# Sub sinks trawler by dragging it below surface?



## Cloud Cover (24 Mar 2005)

BBC NEWS
French trawler 'was sunk by sub'
Marine accident experts investigating the sinking of a French trawler off the English coast last year have said the accident was caused by a submarine.

Five French trawlermen drowned when the Bugaled Breizh went down off the Lizard peninsula in January 2004.

At the time, a Nato exercise was underway involving the Dutch submarine the Dolfijn.

The Dutch embassy in Paris says the Dolfijn was at least 15km away at the time of the accident.

But marine accident experts, commissioned to investigate by the families of the Bugaled Breizh crew and the Guilvinec fishermen's committee, say the vessel was pulled under by a submarine.

Dragged down

At a news conference on Thursday, they said a submarine could have caught the trawler cable in its rudder or propeller which could have dragged down the back of the trawler.

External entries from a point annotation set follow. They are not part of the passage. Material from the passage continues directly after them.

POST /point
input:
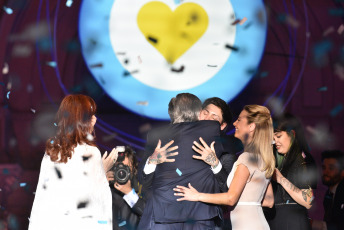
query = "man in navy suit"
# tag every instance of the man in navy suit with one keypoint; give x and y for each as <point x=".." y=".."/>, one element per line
<point x="162" y="210"/>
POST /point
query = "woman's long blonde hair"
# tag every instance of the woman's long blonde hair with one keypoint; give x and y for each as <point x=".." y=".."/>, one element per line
<point x="262" y="137"/>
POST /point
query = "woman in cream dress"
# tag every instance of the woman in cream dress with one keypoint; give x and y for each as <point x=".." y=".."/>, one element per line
<point x="72" y="191"/>
<point x="249" y="181"/>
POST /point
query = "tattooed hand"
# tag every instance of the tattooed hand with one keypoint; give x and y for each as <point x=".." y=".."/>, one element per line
<point x="208" y="155"/>
<point x="160" y="154"/>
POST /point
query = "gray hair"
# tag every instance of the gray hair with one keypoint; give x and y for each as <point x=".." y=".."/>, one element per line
<point x="185" y="107"/>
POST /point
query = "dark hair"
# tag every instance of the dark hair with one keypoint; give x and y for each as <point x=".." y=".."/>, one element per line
<point x="130" y="153"/>
<point x="225" y="109"/>
<point x="73" y="125"/>
<point x="185" y="107"/>
<point x="287" y="123"/>
<point x="335" y="154"/>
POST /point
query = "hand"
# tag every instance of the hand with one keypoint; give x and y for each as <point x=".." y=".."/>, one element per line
<point x="208" y="155"/>
<point x="124" y="188"/>
<point x="277" y="176"/>
<point x="160" y="154"/>
<point x="189" y="194"/>
<point x="110" y="176"/>
<point x="109" y="161"/>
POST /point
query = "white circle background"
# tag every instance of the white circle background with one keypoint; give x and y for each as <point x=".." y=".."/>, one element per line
<point x="150" y="66"/>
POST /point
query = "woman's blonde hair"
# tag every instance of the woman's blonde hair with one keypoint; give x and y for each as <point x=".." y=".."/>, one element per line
<point x="262" y="137"/>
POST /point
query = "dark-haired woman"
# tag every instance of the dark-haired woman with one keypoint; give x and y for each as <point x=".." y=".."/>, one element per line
<point x="295" y="176"/>
<point x="72" y="191"/>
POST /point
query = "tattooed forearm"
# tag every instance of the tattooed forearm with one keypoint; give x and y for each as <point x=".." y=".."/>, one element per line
<point x="289" y="185"/>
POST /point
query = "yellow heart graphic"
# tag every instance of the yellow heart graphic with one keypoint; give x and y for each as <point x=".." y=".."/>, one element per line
<point x="172" y="33"/>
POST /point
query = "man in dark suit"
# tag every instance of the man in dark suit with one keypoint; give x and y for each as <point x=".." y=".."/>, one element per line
<point x="162" y="210"/>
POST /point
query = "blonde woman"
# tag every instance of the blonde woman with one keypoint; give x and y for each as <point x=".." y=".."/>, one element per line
<point x="249" y="181"/>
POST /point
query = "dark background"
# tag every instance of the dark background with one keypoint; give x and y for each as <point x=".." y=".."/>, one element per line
<point x="301" y="69"/>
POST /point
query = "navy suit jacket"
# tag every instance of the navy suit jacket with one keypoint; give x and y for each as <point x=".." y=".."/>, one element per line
<point x="163" y="207"/>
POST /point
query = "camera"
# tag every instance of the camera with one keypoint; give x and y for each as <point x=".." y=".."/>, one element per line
<point x="122" y="173"/>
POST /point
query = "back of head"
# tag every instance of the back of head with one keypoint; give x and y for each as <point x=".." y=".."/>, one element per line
<point x="334" y="154"/>
<point x="185" y="107"/>
<point x="262" y="137"/>
<point x="73" y="125"/>
<point x="218" y="102"/>
<point x="293" y="127"/>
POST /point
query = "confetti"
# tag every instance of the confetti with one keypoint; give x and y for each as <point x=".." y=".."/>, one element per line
<point x="154" y="40"/>
<point x="122" y="223"/>
<point x="69" y="3"/>
<point x="242" y="21"/>
<point x="145" y="103"/>
<point x="5" y="69"/>
<point x="58" y="172"/>
<point x="96" y="65"/>
<point x="51" y="63"/>
<point x="336" y="110"/>
<point x="340" y="29"/>
<point x="322" y="89"/>
<point x="179" y="172"/>
<point x="232" y="47"/>
<point x="86" y="158"/>
<point x="181" y="69"/>
<point x="90" y="137"/>
<point x="339" y="71"/>
<point x="8" y="10"/>
<point x="82" y="204"/>
<point x="328" y="31"/>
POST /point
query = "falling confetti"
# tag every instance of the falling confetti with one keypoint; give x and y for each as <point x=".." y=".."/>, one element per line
<point x="51" y="63"/>
<point x="232" y="47"/>
<point x="82" y="204"/>
<point x="322" y="89"/>
<point x="90" y="137"/>
<point x="8" y="10"/>
<point x="145" y="103"/>
<point x="336" y="110"/>
<point x="5" y="69"/>
<point x="96" y="65"/>
<point x="181" y="69"/>
<point x="69" y="3"/>
<point x="328" y="31"/>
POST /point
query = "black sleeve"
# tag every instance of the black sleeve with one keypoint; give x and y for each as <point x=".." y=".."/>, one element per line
<point x="227" y="160"/>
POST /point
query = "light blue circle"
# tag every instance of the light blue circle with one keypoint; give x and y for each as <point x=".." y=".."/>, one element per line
<point x="227" y="83"/>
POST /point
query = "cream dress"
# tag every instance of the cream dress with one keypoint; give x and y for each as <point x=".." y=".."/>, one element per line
<point x="75" y="195"/>
<point x="248" y="213"/>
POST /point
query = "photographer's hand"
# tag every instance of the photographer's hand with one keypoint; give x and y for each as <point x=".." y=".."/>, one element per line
<point x="160" y="154"/>
<point x="124" y="188"/>
<point x="109" y="160"/>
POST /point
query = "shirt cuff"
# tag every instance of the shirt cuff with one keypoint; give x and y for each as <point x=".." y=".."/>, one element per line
<point x="131" y="198"/>
<point x="149" y="168"/>
<point x="217" y="168"/>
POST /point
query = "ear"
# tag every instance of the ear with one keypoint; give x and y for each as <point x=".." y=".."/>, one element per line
<point x="252" y="126"/>
<point x="223" y="126"/>
<point x="293" y="132"/>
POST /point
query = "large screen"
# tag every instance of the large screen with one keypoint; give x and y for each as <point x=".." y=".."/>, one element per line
<point x="143" y="52"/>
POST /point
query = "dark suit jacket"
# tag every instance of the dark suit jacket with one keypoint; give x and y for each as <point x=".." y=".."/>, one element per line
<point x="165" y="208"/>
<point x="334" y="215"/>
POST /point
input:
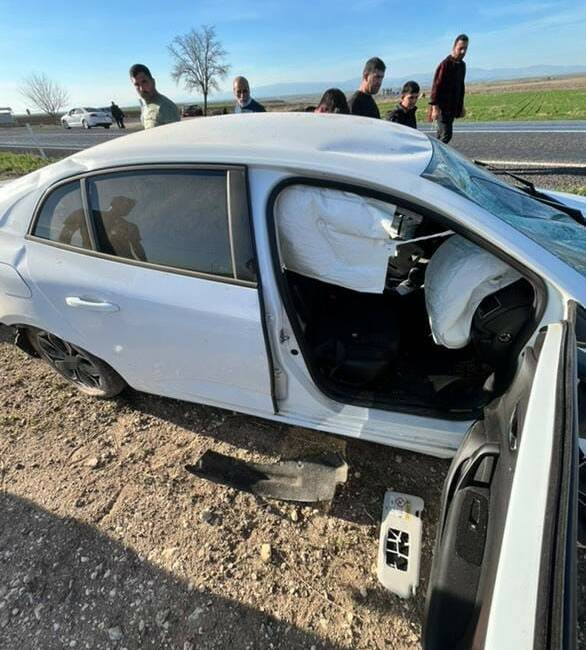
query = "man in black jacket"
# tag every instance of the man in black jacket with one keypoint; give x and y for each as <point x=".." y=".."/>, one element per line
<point x="404" y="112"/>
<point x="447" y="92"/>
<point x="361" y="102"/>
<point x="118" y="115"/>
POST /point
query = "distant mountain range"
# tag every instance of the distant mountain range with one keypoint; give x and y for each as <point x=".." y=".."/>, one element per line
<point x="424" y="79"/>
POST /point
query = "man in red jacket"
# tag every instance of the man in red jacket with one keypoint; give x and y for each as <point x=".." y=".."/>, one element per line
<point x="447" y="92"/>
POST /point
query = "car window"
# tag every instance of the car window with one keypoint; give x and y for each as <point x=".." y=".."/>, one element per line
<point x="62" y="217"/>
<point x="172" y="218"/>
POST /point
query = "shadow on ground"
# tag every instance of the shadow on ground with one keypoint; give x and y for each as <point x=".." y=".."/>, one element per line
<point x="63" y="581"/>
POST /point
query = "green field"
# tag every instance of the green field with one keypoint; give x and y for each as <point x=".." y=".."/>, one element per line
<point x="17" y="164"/>
<point x="509" y="106"/>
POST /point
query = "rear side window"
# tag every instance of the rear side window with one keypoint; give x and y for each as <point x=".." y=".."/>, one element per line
<point x="62" y="217"/>
<point x="171" y="218"/>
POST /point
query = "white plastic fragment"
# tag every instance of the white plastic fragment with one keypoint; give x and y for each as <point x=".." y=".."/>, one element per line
<point x="399" y="550"/>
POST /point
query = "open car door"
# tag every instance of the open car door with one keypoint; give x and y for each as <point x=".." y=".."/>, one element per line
<point x="504" y="568"/>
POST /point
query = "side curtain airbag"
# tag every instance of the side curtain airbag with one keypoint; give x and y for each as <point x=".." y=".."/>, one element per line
<point x="333" y="236"/>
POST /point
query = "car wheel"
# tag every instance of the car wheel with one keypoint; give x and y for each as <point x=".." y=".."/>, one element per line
<point x="86" y="372"/>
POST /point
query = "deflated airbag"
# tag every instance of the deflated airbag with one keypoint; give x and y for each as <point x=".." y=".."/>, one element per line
<point x="333" y="236"/>
<point x="459" y="276"/>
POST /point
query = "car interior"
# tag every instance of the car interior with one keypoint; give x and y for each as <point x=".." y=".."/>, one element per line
<point x="393" y="310"/>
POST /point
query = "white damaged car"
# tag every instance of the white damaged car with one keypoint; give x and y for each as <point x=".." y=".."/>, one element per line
<point x="347" y="275"/>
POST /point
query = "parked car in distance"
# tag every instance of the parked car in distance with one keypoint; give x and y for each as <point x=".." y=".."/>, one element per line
<point x="86" y="118"/>
<point x="192" y="111"/>
<point x="346" y="275"/>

"The trawler rears up immediately and sinks from the back end very quickly," they said.

"The submarine can resume its course without too much damage and furthermore the accident goes unnoticed by most of the crew."

This theory has always been denied by the Sea Accident Investigation Office.

The French news agency AFP reports that the experts did not have access to the wreck of the Bugaled Breizh.

In the meantime, official technical and judicial inquiries are being carried out into the accident.

But the Brest-based experts added in their report that other explanations were technically possible, including a collision with a rock or underwater wreck or equipment failure.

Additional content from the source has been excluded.